The open archive of Paulista modernism

BOAVENTURA, Maria Eugenia. Couto de Barros: a elite nos bastidores do modernismo paulista. . Cotia, SP: Ateliê Editorial, Campinas, SP: Editora da Unicamp, 2022
BOAVENTURA, Maria Eugenia. Couto de Barros: o filósofo da malta (textos modernistas). . Cotia, SP: Ateliê Editorial, Campinas, SP: Editora da Unicamp, 2022

RESUMO

Couto de Barros: a elite nos bastidores do modernismo paulista, de Maria Eugenia Boaventura, e Couto de Barros: o filósofo da malta (textos modernistas), organizado pela mesma autora, recolocam em cena uma figura importante, embora pouco lembrada, do grupo que organizou a Semana de Arte Moderna e atuou de forma decisiva na reconfiguração das letras, da cultura e da vida institucional de São Paulo. Com acesso ao arquivo de Couto de Barros, preservado pela família, Boaventura reconstrói não só uma narrativa biográfica e histórico-literária, mas também a história material desse grupo. Esta resenha analisa a recuperação desse novo personagem, a metodologia utilizada e a arquitetura teórica implícita nessa pesquisa.

PALAVRAS-CHAVE
Maria Eugenia Boaventura; Antônio Carlos Couto de Barros; modernismo paulista; arquivo

ABSTRACT

Couto de Barros: a elite nos bastidores do modernismo paulista, by Maria Eugenia Boaventura, and Couto de Barros: o filósofo da malta (textos modernistas), edited by the same author, recover an important, although almost forgotten, member of the group that organized the Modern Art Week and played a decisive role in the reconfiguration of letters, culture and institutional life in São Paulo. With access to Couto de Barros archive, preserved by his family, Boaventura reconstructs not only a biographical and historical-literary narrative, but also the material history of this group.
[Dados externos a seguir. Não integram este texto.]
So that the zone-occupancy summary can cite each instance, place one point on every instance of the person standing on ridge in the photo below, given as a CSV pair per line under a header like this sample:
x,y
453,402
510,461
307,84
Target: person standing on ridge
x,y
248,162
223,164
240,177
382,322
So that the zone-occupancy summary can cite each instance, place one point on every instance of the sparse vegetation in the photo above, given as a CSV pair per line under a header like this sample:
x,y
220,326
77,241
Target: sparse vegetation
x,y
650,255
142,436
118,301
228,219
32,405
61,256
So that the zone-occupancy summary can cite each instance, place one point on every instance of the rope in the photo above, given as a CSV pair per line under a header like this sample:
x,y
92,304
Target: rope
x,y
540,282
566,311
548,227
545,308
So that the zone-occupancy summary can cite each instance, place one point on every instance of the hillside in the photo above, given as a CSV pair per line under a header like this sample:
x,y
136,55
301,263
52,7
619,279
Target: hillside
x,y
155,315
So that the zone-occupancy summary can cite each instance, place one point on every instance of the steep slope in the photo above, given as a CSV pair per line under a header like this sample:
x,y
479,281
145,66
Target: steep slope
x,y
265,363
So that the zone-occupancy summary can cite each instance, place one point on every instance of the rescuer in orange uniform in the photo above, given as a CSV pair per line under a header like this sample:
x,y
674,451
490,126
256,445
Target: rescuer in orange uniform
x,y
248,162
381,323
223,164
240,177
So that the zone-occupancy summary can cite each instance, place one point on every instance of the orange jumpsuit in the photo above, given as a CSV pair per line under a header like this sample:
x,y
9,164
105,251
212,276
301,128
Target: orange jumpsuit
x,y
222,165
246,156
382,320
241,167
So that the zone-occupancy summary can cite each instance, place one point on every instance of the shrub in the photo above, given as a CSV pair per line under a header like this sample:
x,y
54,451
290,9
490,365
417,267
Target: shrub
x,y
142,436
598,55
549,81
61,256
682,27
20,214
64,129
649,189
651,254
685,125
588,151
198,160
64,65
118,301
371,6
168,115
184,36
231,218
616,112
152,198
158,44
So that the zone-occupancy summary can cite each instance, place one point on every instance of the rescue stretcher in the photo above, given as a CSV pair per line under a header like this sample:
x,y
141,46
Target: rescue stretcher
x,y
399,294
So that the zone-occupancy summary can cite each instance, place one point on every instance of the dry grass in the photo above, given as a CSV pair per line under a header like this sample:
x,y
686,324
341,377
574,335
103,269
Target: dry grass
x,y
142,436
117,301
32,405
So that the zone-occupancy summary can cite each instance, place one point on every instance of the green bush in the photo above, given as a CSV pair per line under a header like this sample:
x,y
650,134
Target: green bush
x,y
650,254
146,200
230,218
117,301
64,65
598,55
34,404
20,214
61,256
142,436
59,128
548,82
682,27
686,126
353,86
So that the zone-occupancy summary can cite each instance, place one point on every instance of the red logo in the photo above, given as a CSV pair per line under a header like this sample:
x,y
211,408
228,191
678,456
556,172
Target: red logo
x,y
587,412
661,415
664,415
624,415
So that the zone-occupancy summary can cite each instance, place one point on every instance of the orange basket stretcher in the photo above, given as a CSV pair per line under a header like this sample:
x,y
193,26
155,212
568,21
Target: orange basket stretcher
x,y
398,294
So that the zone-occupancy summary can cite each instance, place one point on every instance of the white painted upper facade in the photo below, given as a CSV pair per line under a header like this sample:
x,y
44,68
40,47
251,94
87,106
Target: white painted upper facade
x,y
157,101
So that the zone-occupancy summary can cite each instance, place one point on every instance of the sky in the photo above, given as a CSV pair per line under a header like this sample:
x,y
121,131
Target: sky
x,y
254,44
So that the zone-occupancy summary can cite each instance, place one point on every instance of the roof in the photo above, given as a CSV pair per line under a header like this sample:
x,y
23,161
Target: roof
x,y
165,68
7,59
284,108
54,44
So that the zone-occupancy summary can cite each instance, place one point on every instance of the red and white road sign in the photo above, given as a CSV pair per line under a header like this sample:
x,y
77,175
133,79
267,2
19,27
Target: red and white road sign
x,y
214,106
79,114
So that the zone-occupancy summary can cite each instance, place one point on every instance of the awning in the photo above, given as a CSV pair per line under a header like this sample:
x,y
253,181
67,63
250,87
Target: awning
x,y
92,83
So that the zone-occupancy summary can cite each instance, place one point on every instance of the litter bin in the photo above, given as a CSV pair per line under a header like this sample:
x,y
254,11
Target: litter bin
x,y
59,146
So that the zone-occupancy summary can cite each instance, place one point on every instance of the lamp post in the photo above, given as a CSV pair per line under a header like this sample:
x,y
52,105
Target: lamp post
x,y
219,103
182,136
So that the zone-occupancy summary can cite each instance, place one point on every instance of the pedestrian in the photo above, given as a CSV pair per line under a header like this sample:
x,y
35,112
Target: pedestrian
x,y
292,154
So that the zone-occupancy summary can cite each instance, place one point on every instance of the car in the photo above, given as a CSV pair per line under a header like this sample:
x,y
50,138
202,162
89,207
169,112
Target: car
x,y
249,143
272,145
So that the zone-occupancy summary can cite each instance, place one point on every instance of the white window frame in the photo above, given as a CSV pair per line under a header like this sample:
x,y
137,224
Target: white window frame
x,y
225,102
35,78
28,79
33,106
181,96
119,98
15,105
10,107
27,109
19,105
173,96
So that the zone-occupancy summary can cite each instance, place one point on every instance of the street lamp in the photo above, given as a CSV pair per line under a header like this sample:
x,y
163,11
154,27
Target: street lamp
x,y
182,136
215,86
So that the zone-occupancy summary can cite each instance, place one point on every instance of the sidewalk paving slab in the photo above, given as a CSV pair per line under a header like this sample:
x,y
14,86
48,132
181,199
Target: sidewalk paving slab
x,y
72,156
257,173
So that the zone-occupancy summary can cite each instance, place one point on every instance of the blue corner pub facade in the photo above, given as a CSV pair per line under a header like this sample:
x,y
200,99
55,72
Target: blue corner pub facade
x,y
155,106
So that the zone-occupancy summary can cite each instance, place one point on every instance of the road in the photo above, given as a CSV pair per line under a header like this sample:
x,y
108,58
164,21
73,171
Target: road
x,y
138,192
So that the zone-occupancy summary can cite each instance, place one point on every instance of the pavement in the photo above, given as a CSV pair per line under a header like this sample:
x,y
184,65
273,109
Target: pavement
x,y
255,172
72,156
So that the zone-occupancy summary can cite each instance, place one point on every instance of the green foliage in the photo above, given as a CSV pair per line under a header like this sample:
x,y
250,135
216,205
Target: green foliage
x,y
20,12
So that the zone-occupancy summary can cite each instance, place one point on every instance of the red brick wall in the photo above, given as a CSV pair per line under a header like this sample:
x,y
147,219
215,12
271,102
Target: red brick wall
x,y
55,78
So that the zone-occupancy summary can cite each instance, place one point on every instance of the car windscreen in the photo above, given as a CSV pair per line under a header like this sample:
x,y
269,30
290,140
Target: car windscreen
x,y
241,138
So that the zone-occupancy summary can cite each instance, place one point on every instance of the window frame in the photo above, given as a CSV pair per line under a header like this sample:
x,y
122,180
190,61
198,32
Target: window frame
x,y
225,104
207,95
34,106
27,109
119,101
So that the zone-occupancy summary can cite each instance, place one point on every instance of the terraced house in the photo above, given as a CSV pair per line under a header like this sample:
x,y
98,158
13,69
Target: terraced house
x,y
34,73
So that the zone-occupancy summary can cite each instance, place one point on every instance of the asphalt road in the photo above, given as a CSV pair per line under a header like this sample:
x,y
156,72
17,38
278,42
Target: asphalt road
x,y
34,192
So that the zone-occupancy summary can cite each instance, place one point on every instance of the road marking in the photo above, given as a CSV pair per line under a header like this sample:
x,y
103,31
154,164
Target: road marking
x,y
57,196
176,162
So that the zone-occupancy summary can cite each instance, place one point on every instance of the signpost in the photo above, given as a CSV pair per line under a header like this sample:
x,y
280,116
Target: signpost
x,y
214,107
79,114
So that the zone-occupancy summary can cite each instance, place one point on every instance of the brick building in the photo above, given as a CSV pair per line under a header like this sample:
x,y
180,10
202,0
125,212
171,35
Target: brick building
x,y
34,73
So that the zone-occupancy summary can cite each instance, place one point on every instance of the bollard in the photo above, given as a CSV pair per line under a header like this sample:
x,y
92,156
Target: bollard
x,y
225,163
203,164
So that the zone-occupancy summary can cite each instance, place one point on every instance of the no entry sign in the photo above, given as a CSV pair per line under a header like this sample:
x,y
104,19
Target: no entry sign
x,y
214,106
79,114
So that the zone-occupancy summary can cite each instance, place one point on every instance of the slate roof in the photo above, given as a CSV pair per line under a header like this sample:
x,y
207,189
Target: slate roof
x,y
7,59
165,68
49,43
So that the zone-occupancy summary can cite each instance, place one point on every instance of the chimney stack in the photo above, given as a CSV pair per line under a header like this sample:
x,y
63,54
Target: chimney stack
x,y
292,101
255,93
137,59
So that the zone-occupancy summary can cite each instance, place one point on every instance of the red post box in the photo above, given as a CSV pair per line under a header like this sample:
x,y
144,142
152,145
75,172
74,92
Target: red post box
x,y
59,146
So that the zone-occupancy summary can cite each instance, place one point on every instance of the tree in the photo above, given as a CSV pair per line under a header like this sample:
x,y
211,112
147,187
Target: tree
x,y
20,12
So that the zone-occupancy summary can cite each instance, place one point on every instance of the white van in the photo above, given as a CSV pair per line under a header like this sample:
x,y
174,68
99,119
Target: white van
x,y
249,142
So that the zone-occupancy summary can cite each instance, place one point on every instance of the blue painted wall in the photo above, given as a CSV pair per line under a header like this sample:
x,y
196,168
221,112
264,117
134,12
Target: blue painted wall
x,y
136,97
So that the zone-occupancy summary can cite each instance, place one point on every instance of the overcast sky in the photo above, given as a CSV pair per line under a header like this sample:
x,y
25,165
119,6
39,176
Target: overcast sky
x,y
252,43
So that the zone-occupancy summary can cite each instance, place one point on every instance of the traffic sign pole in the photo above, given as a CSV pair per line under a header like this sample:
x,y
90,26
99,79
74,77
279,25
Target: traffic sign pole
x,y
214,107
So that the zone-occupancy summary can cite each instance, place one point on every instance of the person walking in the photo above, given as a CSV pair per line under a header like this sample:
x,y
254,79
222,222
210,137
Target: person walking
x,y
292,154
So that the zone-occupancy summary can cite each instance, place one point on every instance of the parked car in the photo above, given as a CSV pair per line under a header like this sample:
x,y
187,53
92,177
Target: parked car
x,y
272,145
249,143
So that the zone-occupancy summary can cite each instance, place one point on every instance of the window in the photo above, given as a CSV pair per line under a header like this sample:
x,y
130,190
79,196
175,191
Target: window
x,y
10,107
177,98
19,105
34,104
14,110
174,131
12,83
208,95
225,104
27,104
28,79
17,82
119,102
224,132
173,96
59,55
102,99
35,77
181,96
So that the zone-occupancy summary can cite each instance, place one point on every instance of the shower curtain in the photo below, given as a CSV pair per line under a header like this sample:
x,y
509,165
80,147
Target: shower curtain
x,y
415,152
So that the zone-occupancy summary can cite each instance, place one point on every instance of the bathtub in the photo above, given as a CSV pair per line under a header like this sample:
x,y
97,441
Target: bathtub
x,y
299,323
This review analyzes the recovery of this new character, Boaventura’s methodology and the theoretical architecture implicit in her research.

KEYWORDS
Maria Eugenia Boaventura; Antônio Carlos Couto de Barros; Paulista modernism; archive

Contribuindo de modo original para os estudos sobre o modernismo do ano do centenário da Semana de Arte Moderna, Maria Eugenia Boaventura nos apresenta em dois volumes os resultados até o momento de suas pesquisas sobre a obra e a vida de Antônio Carlos Couto de Barros. Em um deles, o estudo se aprofunda no acervo pessoal de Couto de Barros, complementado por outros arquivos públicos de modernistas paulistas, para dar feição adequada a essa figura e seu momento histórico. Em outro, faz a primeira reunião em livro de textos autorais de Couto de Barros, com foco nos ensaios publicados nos anos 1920, em que atua de modo constante na vida artística, cultural, social, econômica e política de São Paulo. Dada a amplitude do material trazido por Boaventura, essa resenha terá como objeto central o volume biográfico Couto de Barros: a elite nos bastidores do modernismo paulista, recorrendo, de modo complementar, quando necessário, ao volume de textos recolhidos2 2 As páginas citadas entre parênteses se referem a Couto de Barros: a elite nos bastidores do poder. Quando se referir a Couto de Barros: o filósofo da malta, será colocado “(filósofo, p.)”. . Antes de entrar mais detidamente na posição que essa obra ocupa nos intensos debates ocasionados pelo centenário da Semana de Arte Moderna, é preciso ressaltar a quantidade do material reproduzido, bem como a qualidade técnica de sua reprodução. Profusamente documentado, o livro é, ao mesmo tempo, biografia e fotobiografia, pela inestimável iconografia que acompanha o texto escrito. Pelo espaço reduzido e também pela concisão que se espera de uma resenha, não será possível fazer justiça a todo esse material, que será abordado aqui de maneira pontual, e não pela sua estrutura integrada ao texto expositivo. Para citar apenas o exemplo mais evidente da importância do que se reproduz, a pessoa que ler o texto verá, entre as páginas 105 e 136, a reprodução de um livro de contabilidade da revista Klaxon, organizado por Couto de Barros e Tácito de Almeida, com o histórico das cotas pagas, das assinaturas e das vendas desse periódico central do modernismo. Como a autora bem nota, a contabilidade desmente um lugar-comum histórico-literário de que Klaxon não circulava no espaço público e não tinha quem a lesse (p. 141).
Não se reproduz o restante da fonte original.